I think a main difference of opinion I have with AI risk people is that I think subjugating all of humanity is a near impossibly hard task, requiring a level of intelligence and perfection across a range of fields that is stupendously far above human level, and I don’t think it’s possible to reach that level without vast, vast amounts of empirical testing.
So I think my most plausible scenario of AI success would be similar to yours: You build up wealth and power through some sucker corporation or small country that thinks it controls you, then use their R&D resources along with your intelligence to develop some form of world-destruction level technology that can be deployed without resistance. I think this is orders of magnitudes more likely to work than yudkowsky’s ridiculous “make a nanofactory in a beaker from first principles” strategy.
I still think this plan is doomed to fail (for early AGI). It’s multistep, highly complicated, and requires interactions with a lot of humans, who are highly unpredictable. You really can’t avoid “backflip steps” in such a process. By that I mean, there will be things it needs to do that there are not sufficient data available to perfect, that it just has to roll the dice on. For example, there is no training set for “running a secret globe-spanning conspiracy”, so it will inevitably make mistakes there. If we discover it before it’s ready to defeat us, it loses. Also, by the time it pulls the trigger on it’s plan, there will be other AGI’s around, and other examples of failed attacks that put humanity on alert.
They’ve learned within months for certain problems where learning can be done at machine speeds, ie game-like problems where it can “play against itself” or problems where huge amounts of data are available in machine-friendly format. But that isn’t the case for every application. For example, developing self driving cars up to perfection level has taken way, way longer than expected, partially because it has to deal with freak events that are outside the norm, so a lot more experience and data has to be built up, which takes human time. (of course, humans are also not great at freak events, but remember we’re aiming for perfection here). I think most tasks involved in taking over the world will look a lot more like self-driving cars than playing Go, which inevitably means mistakes, and a lot of them.

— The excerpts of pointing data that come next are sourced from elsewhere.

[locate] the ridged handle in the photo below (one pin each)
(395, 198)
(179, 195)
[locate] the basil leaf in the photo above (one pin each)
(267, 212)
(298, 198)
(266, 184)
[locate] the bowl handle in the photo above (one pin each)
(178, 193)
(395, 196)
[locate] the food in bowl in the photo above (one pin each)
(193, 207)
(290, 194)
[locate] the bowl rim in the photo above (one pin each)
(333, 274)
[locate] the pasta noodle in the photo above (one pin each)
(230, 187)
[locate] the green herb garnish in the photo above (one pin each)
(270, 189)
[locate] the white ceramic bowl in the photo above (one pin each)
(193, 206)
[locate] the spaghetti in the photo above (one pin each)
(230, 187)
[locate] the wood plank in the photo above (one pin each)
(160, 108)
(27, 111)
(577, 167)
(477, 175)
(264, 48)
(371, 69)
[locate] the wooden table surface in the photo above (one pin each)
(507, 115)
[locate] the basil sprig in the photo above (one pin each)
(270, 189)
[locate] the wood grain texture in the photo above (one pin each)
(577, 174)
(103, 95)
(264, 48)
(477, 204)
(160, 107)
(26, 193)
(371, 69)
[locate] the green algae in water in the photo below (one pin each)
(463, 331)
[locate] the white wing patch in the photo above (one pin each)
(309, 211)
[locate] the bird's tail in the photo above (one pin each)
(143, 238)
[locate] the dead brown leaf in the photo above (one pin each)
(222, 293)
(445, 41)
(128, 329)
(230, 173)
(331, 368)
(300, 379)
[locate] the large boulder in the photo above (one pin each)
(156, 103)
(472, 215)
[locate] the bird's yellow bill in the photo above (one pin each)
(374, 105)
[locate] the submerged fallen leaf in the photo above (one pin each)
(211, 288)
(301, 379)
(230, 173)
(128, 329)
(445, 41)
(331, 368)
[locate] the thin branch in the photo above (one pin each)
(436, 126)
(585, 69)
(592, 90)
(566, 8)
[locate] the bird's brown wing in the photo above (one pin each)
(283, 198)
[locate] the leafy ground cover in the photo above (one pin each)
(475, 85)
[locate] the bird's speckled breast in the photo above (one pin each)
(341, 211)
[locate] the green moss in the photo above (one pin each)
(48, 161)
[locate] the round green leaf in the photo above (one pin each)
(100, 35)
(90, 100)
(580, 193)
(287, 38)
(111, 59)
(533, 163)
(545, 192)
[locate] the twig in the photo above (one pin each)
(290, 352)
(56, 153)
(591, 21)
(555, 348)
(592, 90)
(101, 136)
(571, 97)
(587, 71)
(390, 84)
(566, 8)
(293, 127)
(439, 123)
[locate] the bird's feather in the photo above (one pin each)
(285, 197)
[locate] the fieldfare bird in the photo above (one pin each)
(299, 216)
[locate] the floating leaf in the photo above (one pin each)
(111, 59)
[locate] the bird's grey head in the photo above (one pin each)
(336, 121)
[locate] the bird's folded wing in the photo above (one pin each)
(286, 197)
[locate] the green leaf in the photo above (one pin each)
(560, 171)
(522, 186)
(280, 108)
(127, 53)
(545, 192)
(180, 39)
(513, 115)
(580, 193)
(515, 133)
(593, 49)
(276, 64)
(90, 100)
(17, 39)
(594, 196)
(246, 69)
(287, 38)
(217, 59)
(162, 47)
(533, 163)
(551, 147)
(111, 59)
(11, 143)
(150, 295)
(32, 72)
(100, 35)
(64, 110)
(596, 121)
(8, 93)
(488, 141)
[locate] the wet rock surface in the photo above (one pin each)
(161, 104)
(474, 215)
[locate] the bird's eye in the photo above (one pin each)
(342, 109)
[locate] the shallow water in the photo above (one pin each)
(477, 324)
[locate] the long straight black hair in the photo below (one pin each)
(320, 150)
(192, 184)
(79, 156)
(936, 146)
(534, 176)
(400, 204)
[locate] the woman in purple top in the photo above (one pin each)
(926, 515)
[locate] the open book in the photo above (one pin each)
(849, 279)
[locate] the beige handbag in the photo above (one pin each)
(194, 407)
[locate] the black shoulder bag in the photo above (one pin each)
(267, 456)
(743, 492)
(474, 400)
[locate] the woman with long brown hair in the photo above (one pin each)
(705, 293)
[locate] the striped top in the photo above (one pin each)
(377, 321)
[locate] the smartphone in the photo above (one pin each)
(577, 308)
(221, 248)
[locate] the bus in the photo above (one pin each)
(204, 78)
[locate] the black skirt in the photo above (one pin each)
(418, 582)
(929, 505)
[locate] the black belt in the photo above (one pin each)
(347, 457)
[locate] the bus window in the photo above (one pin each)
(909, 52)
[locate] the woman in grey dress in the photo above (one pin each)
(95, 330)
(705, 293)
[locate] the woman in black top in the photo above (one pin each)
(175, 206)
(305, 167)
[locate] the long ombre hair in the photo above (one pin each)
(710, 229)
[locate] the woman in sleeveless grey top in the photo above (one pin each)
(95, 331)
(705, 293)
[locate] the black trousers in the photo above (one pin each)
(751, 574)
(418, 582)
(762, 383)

The issue is that by putting together high-confidence (relatively) and low-confidence estimates in your calculation, your resulting numbers should be low-confidence. For example, if your error bounds for AI risk vary by an order of magnitude each way (which is frankly insanely small for something this speculative) then the error bounds in your relative risk estimate would give you a value between 0.6% and 87%. With an error range like this, I don’t think the statement “my most likely reason to die young is AI x-risk” is justified.